The disc is sourced from a brand new 4K restoration of the original 3 strip technicolor negative, which highlights the cinematography by George Barnes, who strangely had yet to shoot a color film before this. Barnes is very judicious with his use of light and color as a tool to highlight the more fantastical elements, such as Al Nozaki’s brilliant martian warship design. The film was re-color-timed using a print from the original release, to reproduce the original intended look. There were moments where the picture looked so pristine, I could believe it was a period piece shot today. The film is presented in its original mono, and a new alternate 5.1 soundtrack. If you’re watching on a decent surround sound setup, I have to recommend against the mono and just sticking to the 5.1 (Unless you shut off everything but your center), since it would occasionally hit my surrounds a bit too hard.

The Extras

Since War is an older film, there wasn’t a wealth of existing period extras and most of those involved with the film are sadly no longer with us. But Criterion has definitely dug in and given fans a wealth of content to parse through by including some of the previous extras from the previous 2005 Paramount 50th Anniversary DVD collector’s edition, along with their newly produced pieces. Highlights are — The Sky is Falling (2005), which interviews key cast members who give some fun insight into the film. My favorite bit from the doc being Ray Harryhausen’s stop motion take with his design of the martians, that had the master delivering a closer to the book, it’s a bit campy, but fascinating nonetheless. From the Archives (2020), about the restoration of the film, and the inclusion of the original Orson Welles radio play that sent listeners into shock back on Halloween in 1938 when listeners believed it to be real is just the icing on the cake.

Ray Harryhausen’s take on the invaders


  • New 4K digital restoration, with uncompressed monaural soundtrack on the Blu-ray
  • New alternate 5.1 surround soundtrack, created by sound designer Ben Burtt and presented in DTS-HD Master Audio on the Blu-ray
  • Audio commentary from 2005 featuring filmmaker Joe Dante, film historian Bob Burns, and author Bill Warren
  • Movie Archaeologists, a new program on the visual and sound effects in the film featuring Burtt and film historian Craig Barron
  • From the Archive, a new program about the film’s restoration featuring Barron, Burtt, and Paramount Pictures archivist Andrea Kalas
  • Audio interview with producer George Pal from 1970
  • The Sky Is Falling, a 2005 documentary about the making of the film
  • The Mercury Theatre on the Air radio adaptation of The War of the Worlds from 1938, directed and narrated by Orson Welles
  • Radio program from 1940 featuring a discussion between Welles and H. G. Wells, author of the 1897 novel The War of the Worlds
  • Trailer
  • English subtitles for the deaf and hard of hearing
  • PLUS: An essay by film critic J. Hoberman

Final Thoughts

I’ve been a fan of War since I was glued to the TV set every Saturday night in the 80s for the TV Series/Sequel.

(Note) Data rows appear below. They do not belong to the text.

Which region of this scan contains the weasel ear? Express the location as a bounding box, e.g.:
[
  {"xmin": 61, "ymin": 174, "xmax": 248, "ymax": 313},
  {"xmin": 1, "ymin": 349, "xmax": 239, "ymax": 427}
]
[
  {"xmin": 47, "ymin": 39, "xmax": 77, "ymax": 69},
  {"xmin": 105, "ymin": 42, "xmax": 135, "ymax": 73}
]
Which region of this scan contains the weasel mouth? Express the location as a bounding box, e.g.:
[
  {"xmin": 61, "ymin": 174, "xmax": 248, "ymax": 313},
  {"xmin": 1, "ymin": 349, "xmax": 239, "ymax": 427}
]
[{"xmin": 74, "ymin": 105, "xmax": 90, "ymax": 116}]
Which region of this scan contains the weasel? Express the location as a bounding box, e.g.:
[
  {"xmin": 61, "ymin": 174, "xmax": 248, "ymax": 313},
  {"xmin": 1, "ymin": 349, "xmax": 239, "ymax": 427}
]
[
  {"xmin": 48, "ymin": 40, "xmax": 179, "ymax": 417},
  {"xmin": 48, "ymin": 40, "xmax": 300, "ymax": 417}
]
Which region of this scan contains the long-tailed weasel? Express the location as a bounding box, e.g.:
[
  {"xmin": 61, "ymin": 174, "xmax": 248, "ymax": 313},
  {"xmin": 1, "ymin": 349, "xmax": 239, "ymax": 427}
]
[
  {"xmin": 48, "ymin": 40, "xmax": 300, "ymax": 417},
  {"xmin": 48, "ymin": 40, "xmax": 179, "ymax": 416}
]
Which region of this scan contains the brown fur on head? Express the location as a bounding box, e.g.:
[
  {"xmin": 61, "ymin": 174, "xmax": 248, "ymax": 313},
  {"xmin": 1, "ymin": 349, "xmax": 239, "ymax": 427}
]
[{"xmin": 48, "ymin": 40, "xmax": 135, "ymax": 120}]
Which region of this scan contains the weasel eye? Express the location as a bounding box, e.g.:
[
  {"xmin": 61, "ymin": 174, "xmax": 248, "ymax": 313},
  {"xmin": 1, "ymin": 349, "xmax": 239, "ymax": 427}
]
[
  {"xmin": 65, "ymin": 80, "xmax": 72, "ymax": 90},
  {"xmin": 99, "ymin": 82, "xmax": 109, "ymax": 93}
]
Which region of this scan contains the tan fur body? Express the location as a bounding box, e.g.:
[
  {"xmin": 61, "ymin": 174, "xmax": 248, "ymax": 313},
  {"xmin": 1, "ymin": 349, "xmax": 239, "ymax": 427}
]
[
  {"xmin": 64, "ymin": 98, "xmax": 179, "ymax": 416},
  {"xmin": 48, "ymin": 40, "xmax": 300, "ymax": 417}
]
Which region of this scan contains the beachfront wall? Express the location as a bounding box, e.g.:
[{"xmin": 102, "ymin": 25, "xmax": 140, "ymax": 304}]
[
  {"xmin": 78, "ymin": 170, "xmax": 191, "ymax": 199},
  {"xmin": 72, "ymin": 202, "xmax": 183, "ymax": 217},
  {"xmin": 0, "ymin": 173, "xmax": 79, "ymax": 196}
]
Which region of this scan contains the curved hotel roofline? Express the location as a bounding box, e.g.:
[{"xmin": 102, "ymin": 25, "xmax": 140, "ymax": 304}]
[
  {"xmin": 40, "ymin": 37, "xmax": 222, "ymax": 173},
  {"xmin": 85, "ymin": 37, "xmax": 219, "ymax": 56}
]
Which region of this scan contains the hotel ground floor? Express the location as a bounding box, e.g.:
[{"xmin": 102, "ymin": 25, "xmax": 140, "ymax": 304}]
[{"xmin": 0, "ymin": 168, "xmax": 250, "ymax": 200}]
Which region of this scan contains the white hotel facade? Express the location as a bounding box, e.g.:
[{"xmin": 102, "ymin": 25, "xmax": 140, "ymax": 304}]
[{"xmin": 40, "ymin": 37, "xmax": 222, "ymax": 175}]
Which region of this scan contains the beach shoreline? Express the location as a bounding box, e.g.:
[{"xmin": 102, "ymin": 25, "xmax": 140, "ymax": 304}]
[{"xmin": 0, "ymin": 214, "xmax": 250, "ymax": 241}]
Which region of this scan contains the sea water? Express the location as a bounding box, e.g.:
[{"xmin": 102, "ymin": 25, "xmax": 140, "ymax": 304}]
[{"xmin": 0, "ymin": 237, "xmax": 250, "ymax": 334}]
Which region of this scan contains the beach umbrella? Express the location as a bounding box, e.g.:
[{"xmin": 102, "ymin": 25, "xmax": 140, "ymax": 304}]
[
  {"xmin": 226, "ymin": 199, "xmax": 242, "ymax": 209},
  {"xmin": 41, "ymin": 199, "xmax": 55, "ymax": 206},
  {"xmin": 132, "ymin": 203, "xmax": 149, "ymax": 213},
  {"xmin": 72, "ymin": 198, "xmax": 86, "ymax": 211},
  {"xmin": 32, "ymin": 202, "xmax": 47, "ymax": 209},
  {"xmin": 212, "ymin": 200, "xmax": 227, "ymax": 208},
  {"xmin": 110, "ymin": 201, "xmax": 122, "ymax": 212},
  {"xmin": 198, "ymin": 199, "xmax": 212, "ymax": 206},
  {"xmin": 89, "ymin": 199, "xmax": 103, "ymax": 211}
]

In all those years of re-watch on TV and DVD I’ve never seen the film look and sound this great. When you watch the restoration doc that comes with the film, I was surprised at how much thought and care went into making sure the film looks as good, if not better than when it first unspooled for audiences back in 1953 and what they did to make the definitive version going forward. Watching the film now as an adult, its easy to see how many have borrowed or flat out stole from this film that still holds its own as far as I’m concerned as a chilling metaphor for invasion that still works today. Criterion has also done an excellent job at helping to provide the context around the film so those that may not be familiar with the historical aspects of the film can walk away realizing the original filmmakers intent. I honestly can’t recommend this package highly enough, Criterion just killed it with this release.